I. Un écosystème national de recherche jeune et fragile
p. 19-22
Texte intégral
1Il existe une tradition de recherche en sciences humaines et sociales sur le sport en France. Celle-ci émerge d’abord grâce à des pionniers, souvent en lien avec des approches historiques, puis se développe de façon plus collective et pluridisciplinaire en s’institutionnalisant dans les années 19801. Les deux dernières décennies du XXe siècle ont vu l’émergence d’unités de recherche développant des travaux empiriques dans le domaine, et la mise en place de programmes de recherche d’ampleur. Ces derniers ont permis la constitution de collectifs de chercheuses et de chercheurs plus ou moins expérimentés, impliquant souvent des doctorants.
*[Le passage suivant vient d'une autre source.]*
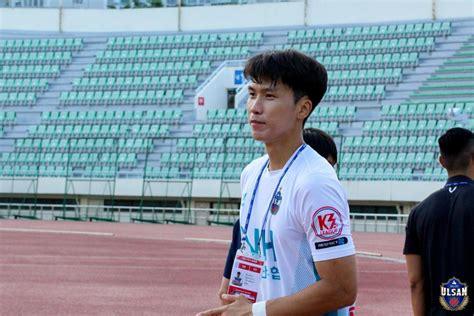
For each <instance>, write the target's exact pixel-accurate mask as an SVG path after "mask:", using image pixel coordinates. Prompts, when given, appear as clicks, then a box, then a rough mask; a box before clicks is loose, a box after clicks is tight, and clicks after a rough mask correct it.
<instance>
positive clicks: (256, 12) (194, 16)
mask: <svg viewBox="0 0 474 316" xmlns="http://www.w3.org/2000/svg"><path fill="white" fill-rule="evenodd" d="M303 18H304V2H286V3H262V4H249V5H232V6H212V7H191V8H183V10H182V24H181V29H182V30H183V31H191V30H212V29H227V28H255V27H271V26H273V27H275V26H290V25H298V24H302V21H303Z"/></svg>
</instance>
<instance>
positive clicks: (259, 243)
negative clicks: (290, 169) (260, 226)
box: [242, 144, 306, 249]
mask: <svg viewBox="0 0 474 316" xmlns="http://www.w3.org/2000/svg"><path fill="white" fill-rule="evenodd" d="M305 148H306V144H303V145H301V146H300V148H299V149H298V151H297V152H296V153H295V154H294V155H293V157H292V158H291V160H290V163H289V164H288V166H286V168H285V170H284V171H283V174H282V175H281V176H280V179H279V180H278V184H277V186H276V187H275V190H274V191H273V195H272V199H271V200H270V204H269V205H268V208H267V212H266V213H265V217H264V219H263V224H262V228H261V229H260V239H261V235H262V234H263V228H264V227H265V224H266V223H267V219H268V213H269V212H270V209H271V207H272V202H273V200H274V199H275V195H276V193H277V192H278V188H279V187H280V184H281V181H282V180H283V178H284V177H285V175H286V173H287V172H288V170H289V169H290V167H291V165H292V164H293V162H294V161H295V160H296V158H297V157H298V156H299V154H300V153H301V152H302V151H303V149H305ZM268 163H269V160H268V159H267V161H266V162H265V163H264V164H263V167H262V169H261V170H260V174H259V175H258V178H257V182H256V183H255V188H254V189H253V193H252V198H251V199H250V205H249V211H248V213H247V219H246V220H245V226H244V231H243V235H242V246H243V247H245V239H246V238H247V230H248V228H249V223H250V217H251V216H252V211H253V204H254V202H255V197H256V195H257V190H258V186H259V184H260V179H261V178H262V175H263V172H264V171H265V168H267V166H268ZM260 239H259V241H258V244H257V248H258V249H260Z"/></svg>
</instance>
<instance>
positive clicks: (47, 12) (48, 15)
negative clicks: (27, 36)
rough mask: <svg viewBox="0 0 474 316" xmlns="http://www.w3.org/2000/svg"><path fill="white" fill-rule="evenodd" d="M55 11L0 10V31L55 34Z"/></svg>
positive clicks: (6, 9)
mask: <svg viewBox="0 0 474 316" xmlns="http://www.w3.org/2000/svg"><path fill="white" fill-rule="evenodd" d="M58 27H59V10H57V9H10V8H0V30H18V31H43V32H57V31H58V30H59V29H58Z"/></svg>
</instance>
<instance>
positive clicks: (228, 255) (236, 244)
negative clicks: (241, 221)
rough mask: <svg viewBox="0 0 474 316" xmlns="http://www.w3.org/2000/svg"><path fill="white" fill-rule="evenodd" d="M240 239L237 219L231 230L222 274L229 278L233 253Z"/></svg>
mask: <svg viewBox="0 0 474 316" xmlns="http://www.w3.org/2000/svg"><path fill="white" fill-rule="evenodd" d="M240 239H241V237H240V220H237V221H236V222H235V224H234V229H233V230H232V242H231V244H230V247H229V252H228V253H227V260H226V262H225V267H224V274H223V276H224V277H225V278H227V279H230V275H231V274H232V267H233V265H234V259H235V254H236V253H237V249H239V248H240V244H241V242H240Z"/></svg>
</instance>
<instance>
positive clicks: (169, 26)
mask: <svg viewBox="0 0 474 316" xmlns="http://www.w3.org/2000/svg"><path fill="white" fill-rule="evenodd" d="M177 13H178V12H177V10H176V9H173V8H171V9H170V8H162V9H134V10H96V9H76V10H73V9H71V10H64V14H63V31H64V32H143V31H145V32H151V31H155V32H156V31H160V32H165V31H177V30H178V14H177ZM84 21H87V23H84Z"/></svg>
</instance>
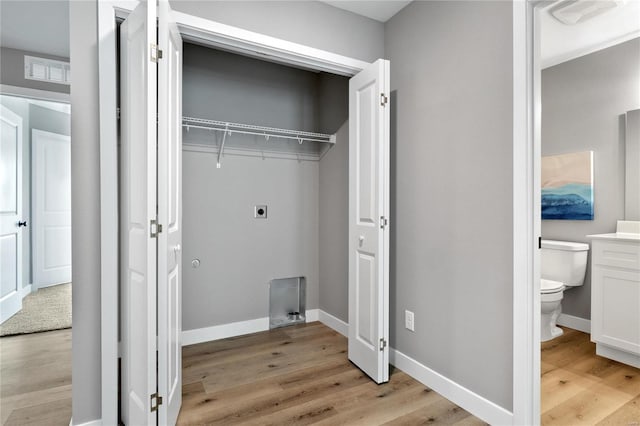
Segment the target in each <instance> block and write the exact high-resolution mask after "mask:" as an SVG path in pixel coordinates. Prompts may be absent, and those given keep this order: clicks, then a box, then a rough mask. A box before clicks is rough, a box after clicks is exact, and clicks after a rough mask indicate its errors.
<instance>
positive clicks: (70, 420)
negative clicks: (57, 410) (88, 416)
mask: <svg viewBox="0 0 640 426" xmlns="http://www.w3.org/2000/svg"><path fill="white" fill-rule="evenodd" d="M69 426H102V419H96V420H91V421H90V422H86V423H73V418H72V419H71V420H69Z"/></svg>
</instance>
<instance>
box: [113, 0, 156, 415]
mask: <svg viewBox="0 0 640 426" xmlns="http://www.w3.org/2000/svg"><path fill="white" fill-rule="evenodd" d="M155 21H156V4H155V2H141V3H140V5H139V6H138V7H137V8H136V9H135V10H134V11H133V12H132V13H131V14H130V15H129V16H128V17H127V19H126V20H125V21H124V23H123V24H122V26H121V28H120V60H121V67H120V72H121V89H120V90H121V93H120V94H121V148H120V155H121V157H120V197H121V199H120V202H121V210H120V215H121V216H120V229H121V245H120V273H121V286H122V294H121V297H122V300H121V315H122V389H121V390H122V395H121V402H122V419H123V422H124V423H125V424H128V425H150V424H156V422H157V415H156V412H155V410H153V409H152V404H153V403H155V401H154V398H153V396H152V395H153V394H155V393H156V389H157V381H156V378H157V376H156V266H157V249H156V239H155V237H154V236H153V235H152V232H154V227H153V226H152V222H151V221H152V220H154V221H155V219H156V81H157V75H156V67H155V63H154V62H152V61H151V46H152V44H155V40H156V26H155Z"/></svg>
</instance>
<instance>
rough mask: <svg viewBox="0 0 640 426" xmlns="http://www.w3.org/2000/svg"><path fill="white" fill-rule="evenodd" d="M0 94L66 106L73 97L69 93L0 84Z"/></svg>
mask: <svg viewBox="0 0 640 426" xmlns="http://www.w3.org/2000/svg"><path fill="white" fill-rule="evenodd" d="M0 94H3V95H9V96H18V97H21V98H31V99H39V100H42V101H51V102H61V103H65V104H68V103H71V97H70V96H69V94H67V93H59V92H51V91H48V90H40V89H31V88H29V87H20V86H11V85H8V84H0Z"/></svg>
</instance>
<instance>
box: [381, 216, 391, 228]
mask: <svg viewBox="0 0 640 426" xmlns="http://www.w3.org/2000/svg"><path fill="white" fill-rule="evenodd" d="M388 226H389V219H388V218H386V217H384V216H380V228H381V229H387V227H388Z"/></svg>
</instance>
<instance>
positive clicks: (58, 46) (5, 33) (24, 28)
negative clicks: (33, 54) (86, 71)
mask: <svg viewBox="0 0 640 426" xmlns="http://www.w3.org/2000/svg"><path fill="white" fill-rule="evenodd" d="M0 46H2V47H11V48H13V49H21V50H28V51H31V52H37V53H48V54H50V55H55V56H61V57H63V58H68V57H69V2H68V1H64V0H47V1H35V0H2V1H0Z"/></svg>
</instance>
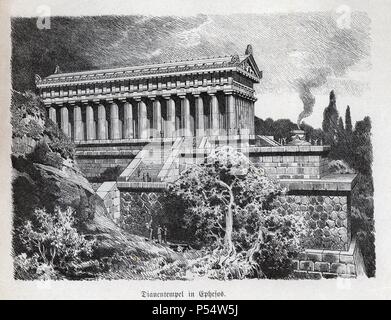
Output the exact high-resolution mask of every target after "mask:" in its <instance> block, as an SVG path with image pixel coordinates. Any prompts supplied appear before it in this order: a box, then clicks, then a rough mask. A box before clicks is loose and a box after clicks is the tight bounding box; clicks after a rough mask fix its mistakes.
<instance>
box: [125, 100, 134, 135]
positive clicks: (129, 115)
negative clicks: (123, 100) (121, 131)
mask: <svg viewBox="0 0 391 320" xmlns="http://www.w3.org/2000/svg"><path fill="white" fill-rule="evenodd" d="M124 138H125V139H132V138H133V109H132V105H131V104H130V103H129V102H127V101H126V102H125V103H124Z"/></svg>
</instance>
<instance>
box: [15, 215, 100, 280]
mask: <svg viewBox="0 0 391 320" xmlns="http://www.w3.org/2000/svg"><path fill="white" fill-rule="evenodd" d="M74 224H75V220H74V218H73V212H72V210H71V209H68V210H65V211H62V210H60V209H59V208H55V210H54V212H53V213H48V212H47V211H46V210H44V209H36V210H35V212H34V216H33V219H32V220H28V221H27V222H26V223H25V224H24V225H23V226H22V227H21V228H20V229H19V230H17V232H18V235H19V238H20V242H21V244H22V247H21V248H18V249H19V250H20V251H22V253H21V254H20V255H19V259H16V261H17V262H18V261H19V262H24V263H25V265H20V264H19V265H18V264H17V265H16V271H17V272H18V268H21V267H22V268H24V269H25V270H24V271H27V272H32V273H39V272H38V268H41V269H42V268H44V269H47V270H49V271H50V273H53V274H55V273H56V272H59V273H60V274H63V275H66V274H69V273H70V272H72V271H73V270H74V264H76V263H80V262H82V261H83V260H84V259H86V258H89V257H91V255H92V251H93V246H94V241H92V240H87V239H85V237H84V236H82V235H80V234H79V233H78V232H77V230H76V228H75V227H74ZM28 262H30V264H29V263H28ZM26 268H27V270H26Z"/></svg>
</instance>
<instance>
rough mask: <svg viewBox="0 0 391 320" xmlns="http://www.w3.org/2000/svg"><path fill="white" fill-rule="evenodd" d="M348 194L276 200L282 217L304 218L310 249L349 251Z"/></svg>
mask: <svg viewBox="0 0 391 320" xmlns="http://www.w3.org/2000/svg"><path fill="white" fill-rule="evenodd" d="M348 200H349V199H348V196H347V195H292V194H291V195H289V194H288V195H285V196H282V197H279V198H278V199H277V200H276V201H275V205H276V210H277V211H279V212H280V213H281V214H284V212H287V211H288V212H290V213H292V214H297V215H299V216H302V217H304V221H305V224H306V227H307V228H308V229H307V230H308V237H307V239H306V240H305V243H303V245H304V247H305V248H308V249H321V250H323V249H327V250H347V249H348V247H349V244H350V237H351V234H350V222H349V221H350V219H349V218H348V217H349V214H350V208H349V206H348Z"/></svg>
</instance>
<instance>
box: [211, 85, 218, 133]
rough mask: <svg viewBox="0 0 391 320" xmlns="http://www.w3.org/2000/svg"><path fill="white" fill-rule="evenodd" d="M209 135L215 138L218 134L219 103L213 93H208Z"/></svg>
mask: <svg viewBox="0 0 391 320" xmlns="http://www.w3.org/2000/svg"><path fill="white" fill-rule="evenodd" d="M209 95H210V96H211V101H210V119H211V120H210V135H212V136H217V135H218V134H219V102H218V100H217V97H216V94H215V93H210V94H209Z"/></svg>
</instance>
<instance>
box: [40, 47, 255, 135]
mask: <svg viewBox="0 0 391 320" xmlns="http://www.w3.org/2000/svg"><path fill="white" fill-rule="evenodd" d="M261 78H262V72H261V71H259V69H258V67H257V65H256V63H255V60H254V57H253V55H252V48H251V46H250V45H249V46H248V47H247V50H246V51H245V54H244V55H232V56H226V57H218V58H206V59H200V60H191V61H178V62H168V63H161V64H152V65H144V66H135V67H125V68H118V69H105V70H96V71H85V72H74V73H61V72H60V70H59V68H56V71H55V73H54V74H52V75H50V76H48V77H46V78H43V79H41V78H40V77H39V76H36V85H37V88H38V89H39V91H40V96H41V97H42V99H43V101H44V104H45V106H46V107H47V112H48V116H49V118H50V119H51V120H52V121H54V122H56V123H58V124H59V126H60V127H61V129H62V130H63V131H64V133H65V134H67V135H68V136H69V137H70V138H72V139H73V140H74V141H91V140H121V139H148V138H157V137H159V138H161V137H165V138H175V137H189V136H197V137H202V136H204V135H207V136H221V135H237V134H239V135H249V134H254V102H255V101H256V98H255V95H254V93H255V91H254V84H256V83H259V81H260V80H261Z"/></svg>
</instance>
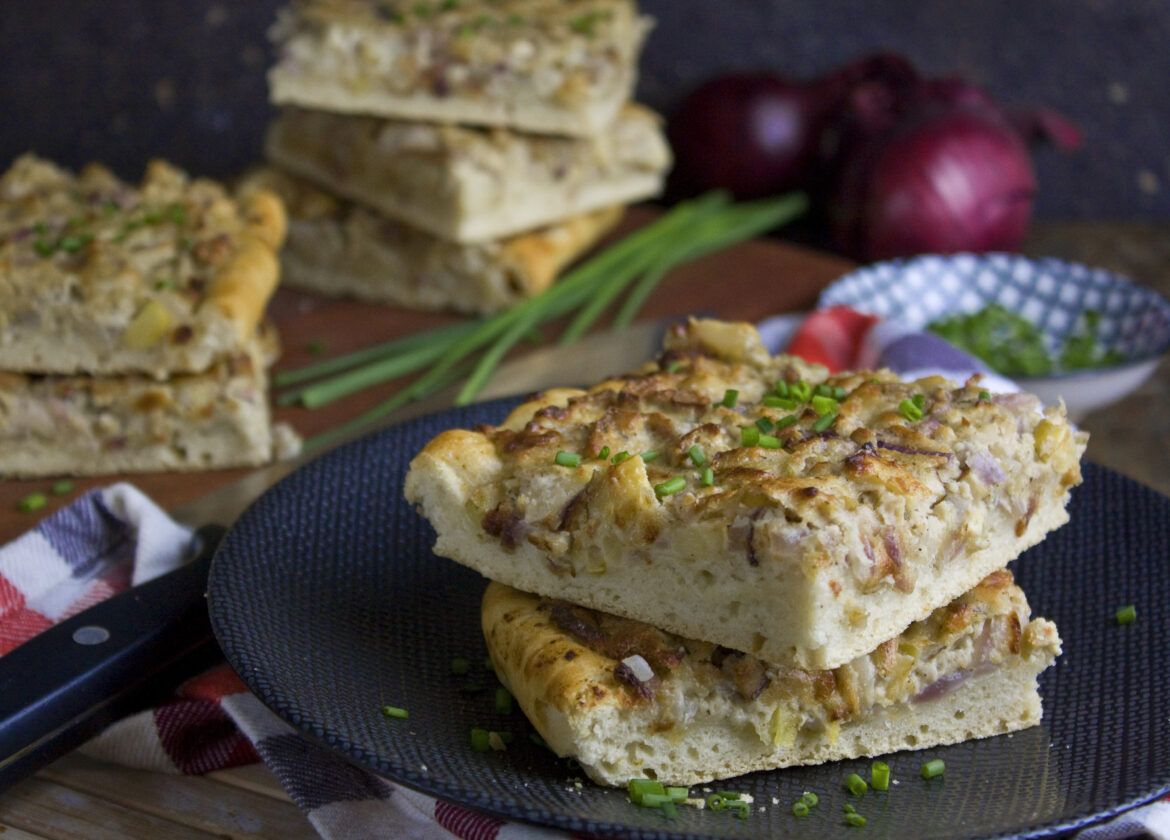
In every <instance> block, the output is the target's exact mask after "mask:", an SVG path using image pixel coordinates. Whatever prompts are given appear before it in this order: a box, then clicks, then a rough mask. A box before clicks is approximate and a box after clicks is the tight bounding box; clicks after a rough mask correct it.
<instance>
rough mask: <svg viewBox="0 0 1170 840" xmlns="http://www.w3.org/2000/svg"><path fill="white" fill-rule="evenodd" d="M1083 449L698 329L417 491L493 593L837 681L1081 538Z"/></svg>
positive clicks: (1059, 427) (425, 511) (920, 385)
mask: <svg viewBox="0 0 1170 840" xmlns="http://www.w3.org/2000/svg"><path fill="white" fill-rule="evenodd" d="M1086 441H1087V435H1086V434H1083V433H1081V432H1079V431H1076V429H1075V428H1074V427H1073V426H1071V425H1069V424H1068V421H1067V420H1066V418H1065V415H1064V411H1062V408H1061V407H1059V406H1058V407H1052V408H1047V409H1044V408H1041V406H1040V404H1039V401H1038V400H1037V399H1035V398H1034V397H1031V395H1027V394H1007V395H995V397H993V395H991V394H987V393H986V392H984V391H983V390H982V388H980V386H979V385H978V381H977V380H971V381H969V383H965V384H962V385H956V384H954V383H950V381H947V380H944V379H942V378H929V379H922V380H918V381H902V380H901V379H899V378H897V377H896V376H895V374H893V373H890V372H889V371H875V372H849V373H840V374H835V376H832V377H830V376H827V373H826V371H825V370H824V369H821V367H811V366H808V365H805V364H804V363H801V362H800V360H798V359H794V358H791V357H785V356H775V357H773V356H771V354H769V352H768V351H766V350H765V349H764V346H763V345H762V343H761V339H759V335H758V333H757V332H756V331H755V329H752V328H751V326H750V325H748V324H730V323H723V322H715V321H693V322H690V323H689V324H688V325H680V326H679V328H676V329H674V330H672V331H670V332H669V335H668V336H667V338H666V342H665V347H663V351H662V354H661V356H660V357H659V358H658V359H656V360H654V362H652V363H648V364H646V365H643V366H642V367H641V369H639V370H635V371H634V372H632V373H629V374H626V376H621V377H615V378H613V379H611V380H607V381H604V383H601V384H599V385H596V386H594V387H592V388H590V390H587V391H579V390H558V391H550V392H545V393H543V394H539V395H537V397H535V398H534V399H531V400H530V401H528V402H524V404H523V405H521V406H518V407H517V408H515V409H514V411H512V412H511V414H510V415H509V416H508V418H507V419H505V420H504V421H503V422H501V424H500V425H498V426H494V427H480V428H476V429H450V431H447V432H443V433H441V434H440V435H438V436H436V438H435V439H434V440H432V441H431V442H429V443H427V446H426V447H425V448H424V449H422V452H420V453H419V454H418V455H417V456H415V457H414V460H413V462H412V464H411V469H409V473H408V475H407V477H406V496H407V498H408V500H409V501H411V502H413V503H414V504H417V505H418V509H419V510H420V511H421V514H422V516H425V517H426V518H427V519H428V521H429V522H431V524H432V525H433V526H434V530H435V532H436V535H438V538H436V542H435V546H434V550H435V553H438V555H440V556H442V557H449V558H453V559H454V560H456V562H459V563H462V564H464V565H467V566H470V567H472V569H475V570H477V571H480V572H481V573H482V574H484V576H486V577H487V578H490V579H491V580H497V581H500V583H503V584H507V585H509V586H514V587H516V588H518V590H522V591H525V592H532V593H536V594H538V595H543V597H546V598H559V599H564V600H566V601H570V603H573V604H579V605H581V606H586V607H591V608H594V610H600V611H604V612H607V613H613V614H614V615H620V617H625V618H632V619H638V620H641V621H646V622H647V624H651V625H653V626H655V627H659V628H661V629H663V631H667V632H670V633H676V634H679V635H681V636H684V638H688V639H700V640H703V641H707V642H711V643H714V645H718V646H722V647H725V648H729V649H734V650H742V652H744V653H749V654H751V655H752V656H755V657H756V659H758V660H761V661H763V662H769V663H775V665H782V666H787V667H796V668H814V669H825V668H835V667H838V666H841V665H845V663H846V662H851V661H853V660H854V659H856V657H858V656H860V655H862V654H866V653H868V652H869V650H870V649H872V647H873V646H874V645H875V643H876V642H878V641H880V640H883V639H893V638H895V636H896V635H897V634H899V633H901V632H903V631H904V629H906V628H907V627H908V626H909V625H910V624H913V622H915V621H920V620H922V619H924V618H927V617H928V615H929V614H930V613H931V611H934V610H936V608H938V607H941V606H944V605H947V604H949V603H950V601H952V600H954V599H956V598H958V597H959V595H962V594H963V593H964V592H966V591H969V590H971V588H972V587H973V586H976V584H978V583H979V581H980V580H982V579H983V578H985V577H986V576H987V574H990V573H992V572H995V571H996V570H999V569H1003V567H1004V566H1005V565H1006V564H1007V563H1009V562H1010V560H1011V559H1012V558H1014V557H1016V556H1018V555H1019V553H1020V552H1021V551H1023V550H1025V549H1026V548H1028V546H1030V545H1033V544H1035V543H1038V542H1039V541H1040V539H1042V538H1044V536H1045V535H1046V533H1048V532H1049V531H1051V530H1052V529H1054V528H1057V526H1059V525H1061V524H1062V523H1064V522H1066V521H1067V512H1066V503H1067V501H1068V496H1069V488H1071V487H1073V486H1074V484H1078V483H1079V482H1080V480H1081V473H1080V456H1081V453H1082V452H1083V449H1085V445H1086Z"/></svg>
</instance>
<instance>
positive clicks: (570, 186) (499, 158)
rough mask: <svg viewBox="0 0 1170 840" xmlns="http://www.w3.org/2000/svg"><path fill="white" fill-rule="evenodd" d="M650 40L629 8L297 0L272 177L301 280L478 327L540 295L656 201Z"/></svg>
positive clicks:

Dans la foulée, depuis le début du XXIe siècle, la production scientifique a connu un essor considérable. Quel panorama peut-on dresser aujourd’hui de ce sous-secteur spécifique de la recherche en sciences humaines et sociales ? À l’heure où, dans le contexte des JOP de Paris 2024, l’État invite à appréhender le sport comme un levier pour les politiques publiques, quelles sont les forces à disposition pour soutenir cette gageure ?
2La première partie de cet ouvrage vise non seulement à recenser ces forces, mais aussi à montrer la manière dont, à un an et demi des Jeux Olympiques et Paralympiques de Paris, les acteurs concernés se sont spontanément organisés et mis en mouvement. Les forces en présence n’ont rien d’anecdotique. Non négligeables en volume, elles sont toutefois dispersées sur le territoire national et fragiles sur le plan institutionnel. À une quinzaine d’unités de recherche concentrant des ressources plus ou moins importantes – entre 8 et 30 enseignants-chercheurs titulaires –, toutes sous l’unique tutelle d’une université, s’ajoute ainsi une myriade de spécialistes plus ou moins isolés dans des laboratoires non spécialisés sur le sport et les activités physiques. Cet éparpillement et cette fragilité des structures de recherche se reporte logiquement sur les situations des doctorants et jeunes chercheuses et chercheurs qui y sont rattachés. Les obstacles qu’ils rencontrent durant leur thèse, en raison d’une certaine marginalité de leurs objets de recherche dans le monde académique, se doublent, une fois le doctorat obtenu, d’un manque de reconnaissance des savoirs et des compétences acquises dans les secteurs professionnels associés au sport et à l’activité physique. À la précarité des conditions dans lesquelles sont réalisées la plupart des thèses correspondent donc, une fois la thèse achevée, des difficultés d’insertion professionnelle au niveau de qualification atteint.
3La politique nationale de l’enseignement supérieur et de la recherche fondée, depuis plus de quinze ans, sur l’autonomie des établissements et sur un pilotage national par les organismes de recherche – notamment par le Centre national de la recherche scientifique (CNRS), soit plus particulièrement l’InSHS dans le domaine des SHS – contribue à accroître les forces centrifuges faisant courir un risque de dilution aux communautés qui, à l’inverse, s’efforcent de préserver les liens nécessaires au maintien d’un écosystème national de recherche suffisamment dense pour maintenir une production scientifique de qualité. Depuis près de dix ans, les sociétés savantes en SHS du sport – plus ou moins focalisées sur des enjeux savants/disciplinaires ou sur des domaines d’application de la recherche sur le sport – se structurent en renforçant leurs collaborations. Lieux de rencontres, d’échanges, de transmission et de construction d’approches scientifiques partagées, elles sont à l’origine d’une dynamique de structuration nationale des SHS du sport.
4Partant du constat que le « sport », objet transversal et pluridisciplinaire s’il en est, n’émergera jamais seul comme objet central dans le cadre des politiques de l’enseignement supérieur et de la recherche mises en œuvre depuis deux décennies, ces sociétés savantes se sont donc mobilisées pour tenter d’impulser un élan de structuration. S’appuyant sur le diagnostic partagé d’une fragilité structurelle, cette mobilisation a abouti à la création de dispositifs de coordination nationale : un Réseau Thématique Pluridisciplinaire « Sports et Sociétés » au sein de l’InSHS (CNRS) et une action scientifique inter-MSH du même nom au sein du Réseau national des Maisons des sciences de l’homme (RnMSH). Conçue pour pallier des carences et angles morts collectivement identifiés, l’articulation de ces dispositifs propose un socle de structuration original mobilisant l’existant, avec ses fragilités et ses forces.
Notes de bas de page
1 Voir notamment Collinet, C., (dir.), (2003), La recherche en STAPS. PUF, coll. « Éducation et formation ».